Solar vent openers are totally incredible. They’ll open and close your greenhouse roof vents without a solar panel. Simply by detecting temperature, the cylinder that props open the vent will open and close.
Need additional cooling for your greenhouse?
If you live in a place where it’s not unusual for the weather to get extremely hot, you may need more help than vents, and fans can give you to cool your greenhouse.
If that’s too hot for your plants, try these techniques.
Greenhouse Evaporative Cooler
Think of misting your face with cool water on a hot day. Ahh, relaxing! As the air evaporates off your skin, you feel cooler. Evaporative coolers use this same molecular magic to cool air.
Evaporative cooling works best when outside humidity is low—so desert climates are great places to use them.
They’re quite an energy-efficient option, as they use much less electricity than other cooler appliances and don’t rely on toxic liquid coolants as air conditioners do. But they do take some maintenance.
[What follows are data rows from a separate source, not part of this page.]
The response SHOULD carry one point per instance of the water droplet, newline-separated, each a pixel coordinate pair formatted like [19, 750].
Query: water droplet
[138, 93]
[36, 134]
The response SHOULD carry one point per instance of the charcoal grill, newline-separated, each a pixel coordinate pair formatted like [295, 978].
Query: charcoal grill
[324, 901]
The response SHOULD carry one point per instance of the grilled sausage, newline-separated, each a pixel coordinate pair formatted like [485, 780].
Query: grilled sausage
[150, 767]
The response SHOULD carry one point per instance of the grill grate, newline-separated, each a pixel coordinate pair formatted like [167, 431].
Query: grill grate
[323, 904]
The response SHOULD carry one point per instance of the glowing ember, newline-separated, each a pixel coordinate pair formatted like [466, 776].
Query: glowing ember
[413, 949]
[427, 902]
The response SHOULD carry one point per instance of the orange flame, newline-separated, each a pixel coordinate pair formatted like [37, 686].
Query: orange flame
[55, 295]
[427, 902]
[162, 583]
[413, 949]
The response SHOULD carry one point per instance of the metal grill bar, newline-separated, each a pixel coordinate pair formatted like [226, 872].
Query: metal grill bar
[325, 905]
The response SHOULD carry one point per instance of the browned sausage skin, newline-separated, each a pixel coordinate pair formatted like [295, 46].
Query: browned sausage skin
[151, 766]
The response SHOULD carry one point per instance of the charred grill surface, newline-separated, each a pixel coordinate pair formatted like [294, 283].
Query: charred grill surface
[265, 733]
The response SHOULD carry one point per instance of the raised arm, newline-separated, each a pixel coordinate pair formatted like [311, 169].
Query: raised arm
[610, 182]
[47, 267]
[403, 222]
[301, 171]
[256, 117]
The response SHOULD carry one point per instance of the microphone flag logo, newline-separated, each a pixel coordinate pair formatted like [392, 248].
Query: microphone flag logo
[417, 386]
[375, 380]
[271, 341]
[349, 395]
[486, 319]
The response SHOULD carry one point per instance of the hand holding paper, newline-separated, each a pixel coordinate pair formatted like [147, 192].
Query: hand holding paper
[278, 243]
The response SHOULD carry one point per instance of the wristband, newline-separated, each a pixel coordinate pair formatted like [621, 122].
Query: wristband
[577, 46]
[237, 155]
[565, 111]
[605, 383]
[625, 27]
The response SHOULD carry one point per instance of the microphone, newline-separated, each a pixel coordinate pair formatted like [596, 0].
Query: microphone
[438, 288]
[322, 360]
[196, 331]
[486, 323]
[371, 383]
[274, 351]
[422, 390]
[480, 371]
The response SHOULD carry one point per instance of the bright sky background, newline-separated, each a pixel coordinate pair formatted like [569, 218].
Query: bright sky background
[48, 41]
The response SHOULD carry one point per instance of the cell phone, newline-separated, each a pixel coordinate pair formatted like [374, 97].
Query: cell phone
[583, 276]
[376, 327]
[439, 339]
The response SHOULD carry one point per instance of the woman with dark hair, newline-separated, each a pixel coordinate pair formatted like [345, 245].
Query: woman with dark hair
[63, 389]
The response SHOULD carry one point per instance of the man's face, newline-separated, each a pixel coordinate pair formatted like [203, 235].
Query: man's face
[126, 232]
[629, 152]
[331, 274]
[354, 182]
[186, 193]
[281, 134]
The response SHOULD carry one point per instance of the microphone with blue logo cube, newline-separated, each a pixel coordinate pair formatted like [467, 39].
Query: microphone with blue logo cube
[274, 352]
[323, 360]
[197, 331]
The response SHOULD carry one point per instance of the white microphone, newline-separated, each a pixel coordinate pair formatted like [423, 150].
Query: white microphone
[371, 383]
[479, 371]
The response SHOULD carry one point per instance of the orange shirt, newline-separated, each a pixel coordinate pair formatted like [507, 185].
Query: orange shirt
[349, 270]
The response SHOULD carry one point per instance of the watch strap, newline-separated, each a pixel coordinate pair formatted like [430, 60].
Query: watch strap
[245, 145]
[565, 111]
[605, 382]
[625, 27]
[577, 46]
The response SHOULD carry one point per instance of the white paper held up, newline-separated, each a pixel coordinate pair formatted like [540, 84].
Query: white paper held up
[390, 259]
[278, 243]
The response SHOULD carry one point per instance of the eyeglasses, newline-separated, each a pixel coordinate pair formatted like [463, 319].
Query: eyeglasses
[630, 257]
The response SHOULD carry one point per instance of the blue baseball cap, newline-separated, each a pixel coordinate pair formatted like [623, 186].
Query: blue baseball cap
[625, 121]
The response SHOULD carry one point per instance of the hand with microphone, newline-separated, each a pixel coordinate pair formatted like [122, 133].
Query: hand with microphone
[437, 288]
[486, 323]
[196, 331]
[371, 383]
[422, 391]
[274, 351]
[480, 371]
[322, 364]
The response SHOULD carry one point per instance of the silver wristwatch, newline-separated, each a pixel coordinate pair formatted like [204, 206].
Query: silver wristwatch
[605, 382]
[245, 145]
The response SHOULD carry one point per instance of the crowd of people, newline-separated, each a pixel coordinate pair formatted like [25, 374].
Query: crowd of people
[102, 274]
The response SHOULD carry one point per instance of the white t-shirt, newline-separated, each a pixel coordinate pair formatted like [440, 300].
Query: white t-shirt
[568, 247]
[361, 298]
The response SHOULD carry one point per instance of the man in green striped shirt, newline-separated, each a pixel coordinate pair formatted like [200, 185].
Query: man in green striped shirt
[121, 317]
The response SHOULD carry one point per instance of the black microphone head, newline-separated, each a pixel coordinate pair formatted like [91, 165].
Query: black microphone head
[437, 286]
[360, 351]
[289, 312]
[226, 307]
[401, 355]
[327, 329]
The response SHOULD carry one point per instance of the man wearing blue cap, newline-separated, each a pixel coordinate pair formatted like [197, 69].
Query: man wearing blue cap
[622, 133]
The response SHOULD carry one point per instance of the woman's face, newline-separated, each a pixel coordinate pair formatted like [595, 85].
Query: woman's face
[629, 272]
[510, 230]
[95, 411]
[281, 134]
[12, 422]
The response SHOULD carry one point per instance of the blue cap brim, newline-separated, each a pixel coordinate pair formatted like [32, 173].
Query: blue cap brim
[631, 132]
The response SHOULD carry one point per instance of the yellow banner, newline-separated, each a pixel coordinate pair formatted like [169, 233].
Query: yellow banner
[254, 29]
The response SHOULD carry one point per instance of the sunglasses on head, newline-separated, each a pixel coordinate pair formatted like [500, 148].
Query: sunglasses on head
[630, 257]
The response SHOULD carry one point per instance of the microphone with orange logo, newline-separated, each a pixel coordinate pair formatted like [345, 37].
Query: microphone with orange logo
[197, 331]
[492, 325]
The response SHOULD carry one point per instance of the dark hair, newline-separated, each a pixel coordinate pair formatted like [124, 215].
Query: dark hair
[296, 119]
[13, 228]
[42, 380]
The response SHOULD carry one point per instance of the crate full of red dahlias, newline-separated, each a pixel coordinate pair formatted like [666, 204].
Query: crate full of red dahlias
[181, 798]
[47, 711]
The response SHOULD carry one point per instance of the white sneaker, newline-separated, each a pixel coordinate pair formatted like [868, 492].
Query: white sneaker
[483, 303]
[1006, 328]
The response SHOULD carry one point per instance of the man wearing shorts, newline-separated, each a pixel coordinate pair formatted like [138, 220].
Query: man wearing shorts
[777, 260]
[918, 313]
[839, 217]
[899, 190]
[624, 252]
Unlike simple dehumidifiers, an evaporative cooling system will use airflow plus evaporated water to expel cool air into a space through a wet pad. A pump recirculates the water. Some evaporative coolers might even send a fine mist into the intake air stream to cool the air. How refreshing!
Greenhouse Air Conditioning
Cooling your greenhouse by air conditioning should be an absolute last resort.
The only time a cold air-conditioning system would be necessary is if you’re growing heat-sensitive plants in a desert. The cost to cool a greenhouse like that is immense, so we don’t recommend it.